What, in a nutshell, is the law of kamma?
The Buddha said that the essence of kamma is intention. The law of kamma (or in Sanskrit: karma) expresses the moral dimension of the law of cause and effect. Any intentional action performed through body, speech, or mind produces results consistent with that intention. Put most simply: good actions have good results; bad actions have bad results. Actions provoked by toxic mental states rooted in greed, hatred and delusion contribute to future suffering. Actions flowing from wisdom and compassion contribute to future happiness.
Is everything that happens in our life meant to be, or is there such a thing as free will?
The Buddha rejected the belief that everything in our life is fated, preordained by a supernatural power.
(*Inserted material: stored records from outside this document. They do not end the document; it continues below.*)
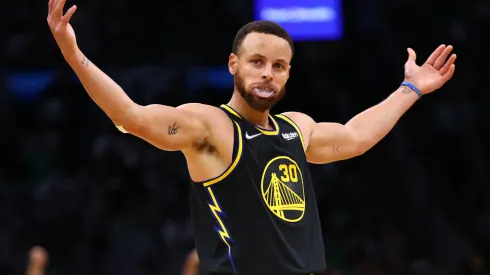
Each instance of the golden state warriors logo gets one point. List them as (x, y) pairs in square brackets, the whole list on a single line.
[(283, 190)]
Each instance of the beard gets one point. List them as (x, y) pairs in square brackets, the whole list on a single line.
[(258, 104)]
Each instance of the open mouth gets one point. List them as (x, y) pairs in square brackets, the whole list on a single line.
[(264, 92)]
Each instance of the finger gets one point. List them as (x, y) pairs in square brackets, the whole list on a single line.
[(58, 9), (50, 7), (449, 74), (433, 57), (412, 56), (66, 18), (448, 64), (442, 58)]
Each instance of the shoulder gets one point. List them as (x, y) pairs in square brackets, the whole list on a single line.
[(210, 115), (304, 122), (301, 119)]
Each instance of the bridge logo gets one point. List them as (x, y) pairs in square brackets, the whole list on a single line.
[(283, 189)]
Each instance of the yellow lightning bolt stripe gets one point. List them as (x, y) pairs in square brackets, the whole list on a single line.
[(215, 209)]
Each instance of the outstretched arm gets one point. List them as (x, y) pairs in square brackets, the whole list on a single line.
[(328, 142), (165, 127)]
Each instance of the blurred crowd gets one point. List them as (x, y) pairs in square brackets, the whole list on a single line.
[(101, 202)]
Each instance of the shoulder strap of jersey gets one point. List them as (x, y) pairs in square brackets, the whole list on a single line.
[(291, 122), (237, 154), (230, 112)]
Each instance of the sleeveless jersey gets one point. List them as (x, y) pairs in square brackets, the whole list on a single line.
[(260, 216)]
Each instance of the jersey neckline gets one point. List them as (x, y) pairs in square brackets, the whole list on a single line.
[(264, 131)]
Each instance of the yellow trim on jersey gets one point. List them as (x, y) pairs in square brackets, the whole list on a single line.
[(263, 131), (215, 209), (233, 164), (288, 120), (270, 132), (229, 109)]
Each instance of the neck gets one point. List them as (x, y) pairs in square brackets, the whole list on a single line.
[(253, 116)]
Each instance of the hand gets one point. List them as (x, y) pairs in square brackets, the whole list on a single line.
[(434, 73), (60, 27)]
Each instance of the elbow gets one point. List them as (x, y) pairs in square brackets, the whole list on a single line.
[(363, 145), (129, 121)]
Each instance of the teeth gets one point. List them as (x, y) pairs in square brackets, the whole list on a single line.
[(263, 90)]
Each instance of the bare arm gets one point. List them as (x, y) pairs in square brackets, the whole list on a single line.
[(191, 265), (329, 142), (165, 127)]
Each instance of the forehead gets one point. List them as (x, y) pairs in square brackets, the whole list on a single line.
[(268, 45)]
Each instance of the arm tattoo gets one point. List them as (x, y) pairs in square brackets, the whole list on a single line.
[(406, 90), (85, 61), (173, 130)]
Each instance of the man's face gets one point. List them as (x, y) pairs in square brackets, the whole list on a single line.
[(261, 69)]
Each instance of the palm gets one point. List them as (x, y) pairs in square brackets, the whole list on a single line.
[(59, 25), (434, 73)]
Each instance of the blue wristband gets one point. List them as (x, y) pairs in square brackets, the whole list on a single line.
[(411, 86)]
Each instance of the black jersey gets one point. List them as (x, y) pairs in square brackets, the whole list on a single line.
[(260, 216)]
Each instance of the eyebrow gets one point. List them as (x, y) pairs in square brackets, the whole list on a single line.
[(261, 56)]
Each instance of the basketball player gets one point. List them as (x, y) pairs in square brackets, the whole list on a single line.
[(38, 258), (191, 264), (253, 204)]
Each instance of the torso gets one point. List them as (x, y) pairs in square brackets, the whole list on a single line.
[(253, 205)]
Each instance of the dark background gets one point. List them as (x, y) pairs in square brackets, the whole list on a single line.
[(105, 203)]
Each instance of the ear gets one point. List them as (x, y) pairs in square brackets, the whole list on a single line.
[(233, 64)]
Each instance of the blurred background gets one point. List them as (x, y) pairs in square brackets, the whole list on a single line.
[(101, 202)]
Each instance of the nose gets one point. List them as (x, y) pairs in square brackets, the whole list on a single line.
[(267, 73)]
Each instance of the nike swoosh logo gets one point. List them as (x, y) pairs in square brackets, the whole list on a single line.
[(252, 136)]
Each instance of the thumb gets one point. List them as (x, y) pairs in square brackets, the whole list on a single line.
[(411, 55)]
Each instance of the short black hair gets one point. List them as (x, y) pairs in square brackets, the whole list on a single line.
[(261, 26)]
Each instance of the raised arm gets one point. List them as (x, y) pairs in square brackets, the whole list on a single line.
[(165, 127), (328, 142)]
He also encouraged his disciples to see how the idea of an independent self-exercising free will disappears with close analysis of the body and mind.
At each moment of our life, experience has a certain tone: pleasant, un-pleasant or neutral. Lacking mindfulness and wisdom, we react to the pleasant with grasping, the unpleasant with rejection and the neutral with dullness. In this way, our life is largely determines by habitual reactions to the raw material of experience. With mindfulness and wisdom, we recognize the affective tone of experience as just that, but make decisions based upon more intelligent criteria. In this way, a certain freedom from the given may be known.
Please illustrate the workings of the law of kamma
Every day we perform so many volitional acts. Our life is such a complex flow of volition, that the effect of any one particular act is rarely obvious. To use an analogy, is a bucket of acid were to be thrown into a river, we could be sure that it would reduce the pH level of the water to some degree. But the extent to which that change is observable would depend on what other substances had been introduced into the water. Is water was already very acidic or very alkaline; the effect might not be at all obvious.
Although the external effects of individual kammic actions may not be easily verified, internally it is a different story. We can easily observe that every time we indulge in anger, we increase the likelihood that we will indulge in the same way in the future. We create and feed habits and personality traits through a constant drip of volitional actions. Every time we act with a coarse intention, we immediately become a slightly coarser human being. Every time we act with kindness we immediately become a slightly kinder person.